What looks like at least the start of a window for initial public offerings became the subject for debate at a panel talk during the Biotechnology Industry Organization's CEO & Investor Conference in New York.
Cathy Friedman, managing director and co-head of Morgan Stanley's biotechnology investment banking, called the window a "valuation sensitive" opportunity.
"If you look at the companies that have gone out - I think there have been about 12 - they're really quite striated in terms of where they are, whether they have products, whether they're in Phase III [or] Phase II," she said. "Now we're even heading into a little bit earlier territory than that, and the valuations have been very striated based on those levels."
For IPOs ending up with a market cap under about $150 million, she said, "the ability to get institutional investors to follow you, and to be able to get research coverage at that level, is extremely difficult. I think you've got to balance all the issues - the venture capitalists, the bankers and the valuation."
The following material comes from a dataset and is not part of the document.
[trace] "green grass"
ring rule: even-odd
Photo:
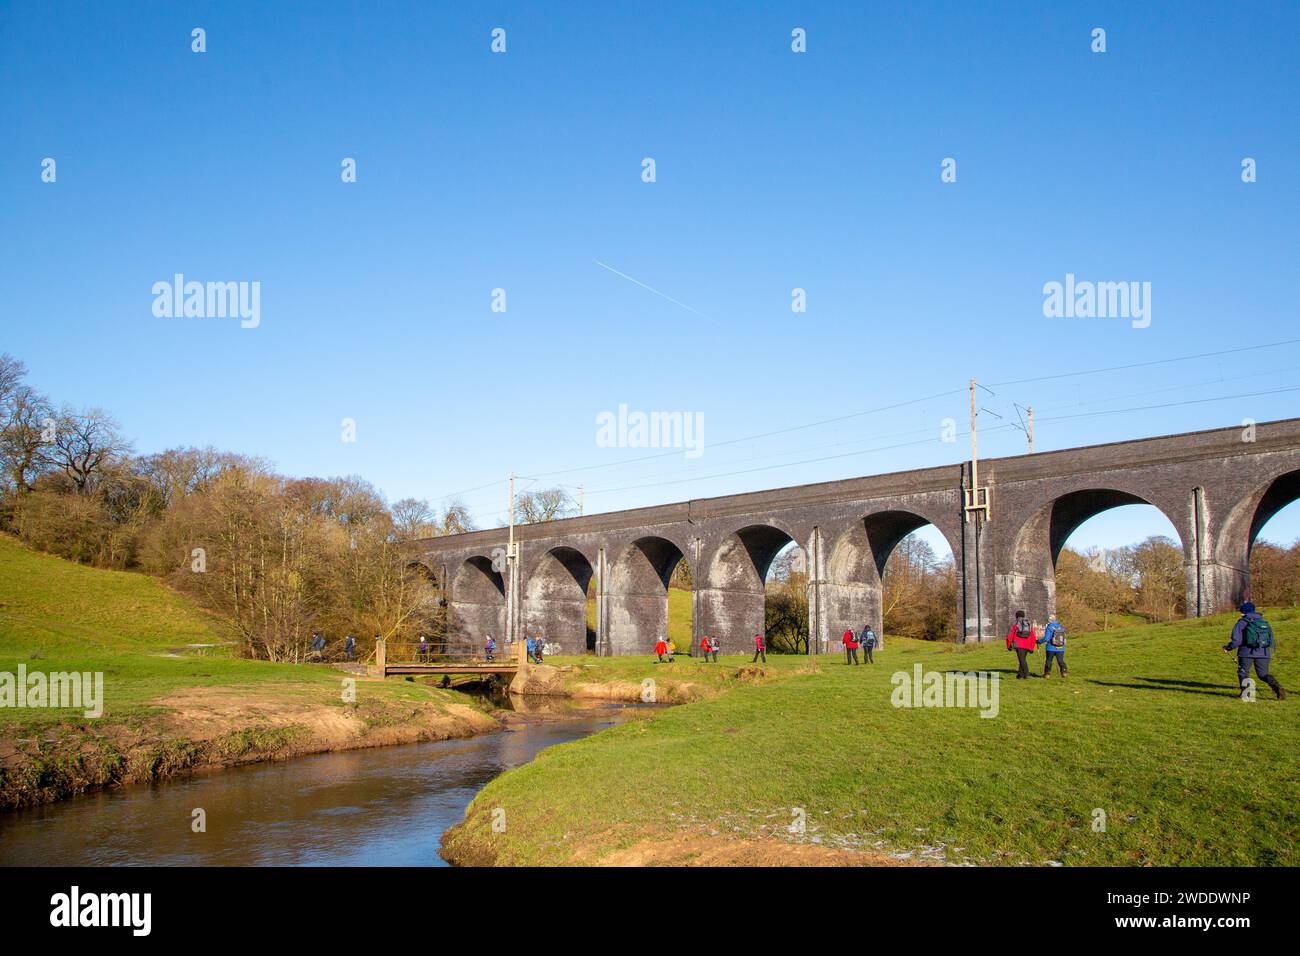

Wayne Rothbaum, with Quogue Capital LLC in New York, disagreed.
"I would say it's the market that is going to drive IPOs," he said. "I mean, sure, venture capitalists - I'm not a venture capitalist, so I don't want to speak out of school - but you always want your exit, and bankers always want to bring companies public to collect their fees, but ultimately it's the market that's going to determine when and if companies are going to go public."
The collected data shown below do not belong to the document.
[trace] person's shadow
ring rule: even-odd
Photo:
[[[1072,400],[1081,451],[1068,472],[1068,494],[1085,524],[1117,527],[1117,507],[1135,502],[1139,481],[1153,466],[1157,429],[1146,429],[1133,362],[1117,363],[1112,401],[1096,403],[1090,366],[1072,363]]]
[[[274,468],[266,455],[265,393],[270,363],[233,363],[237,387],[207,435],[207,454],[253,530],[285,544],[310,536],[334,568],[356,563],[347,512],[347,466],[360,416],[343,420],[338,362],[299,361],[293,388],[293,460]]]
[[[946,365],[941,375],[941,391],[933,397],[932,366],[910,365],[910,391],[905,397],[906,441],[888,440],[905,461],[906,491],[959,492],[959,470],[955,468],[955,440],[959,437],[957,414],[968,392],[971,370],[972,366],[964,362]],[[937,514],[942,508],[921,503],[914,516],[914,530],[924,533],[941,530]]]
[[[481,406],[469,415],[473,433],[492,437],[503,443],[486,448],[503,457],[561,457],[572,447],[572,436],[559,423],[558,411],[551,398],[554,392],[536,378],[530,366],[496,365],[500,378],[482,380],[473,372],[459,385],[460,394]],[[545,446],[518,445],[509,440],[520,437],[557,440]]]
The last three IPO windows all were open for a reason, Rothbaum said.
"In the late 1980s and early 1990s, it was the proteins and the success of companies like Amgen and Genentech and others," he said. In 1999 and 2000, it was genomics, "and in the last year or so, especially more recently, it's been renewed interest because of Avastin and Erbitux and some other successes within our industry."
Such attention-getters caused an influx of capital, with more demand than supply.
"The old adage in the hedge-fund community is that [the IPO window] is sort of the end of the cycle because all that supply has been eaten up and taken, and investors are saying, Hey what else is out there?'" Rothbaum said.
What's more, the investors tend to be "more of the aggressive growth investors, who are flush with cash and usually have the time and are looking for new ideas," he said. Those investors might overestimate the level of risk, but still are "theme" buyers searching for a hot area.
"Eventually, when the market changes, these investors tend to be one of the first who actually sell," Rothbaum said. "They can aggressively sell as fast as they aggressively buy, and that usually results in stocks collapsing, and you go back into the trough period again. That's really what creates the cycles, the booms and busts in biotechnology."
Friedman, though, pointed out that the environment for IPOs and everything else is different from the previous settings. More than 50 companies now boast market caps of more than $500 million, "which is double what we had last year and quadruple what we had the year before. Of those 50, in the first half of this year, half of those guys are going to have really story-driving news, whether it's in the clinic or getting approval. We believe that's what's driving a lot of this as well. You actually have a real market here, it's not just Amgen and Genentech and a couple of other big companies [making news]."
Another element in the IPO picture is more simple, noted panelist Deepa Pakianathan, partner with Delphi Ventures in Menlo Park, Calif.
Capital in the private market "right now is very expensive still, and the public markets definitely are cheaper capital," she said. "When you have a choice of either doing a $150 million IPO vs. a $50 million private round, you'll take the IPO all day."
The two-day BIO conference ended Feb. 25.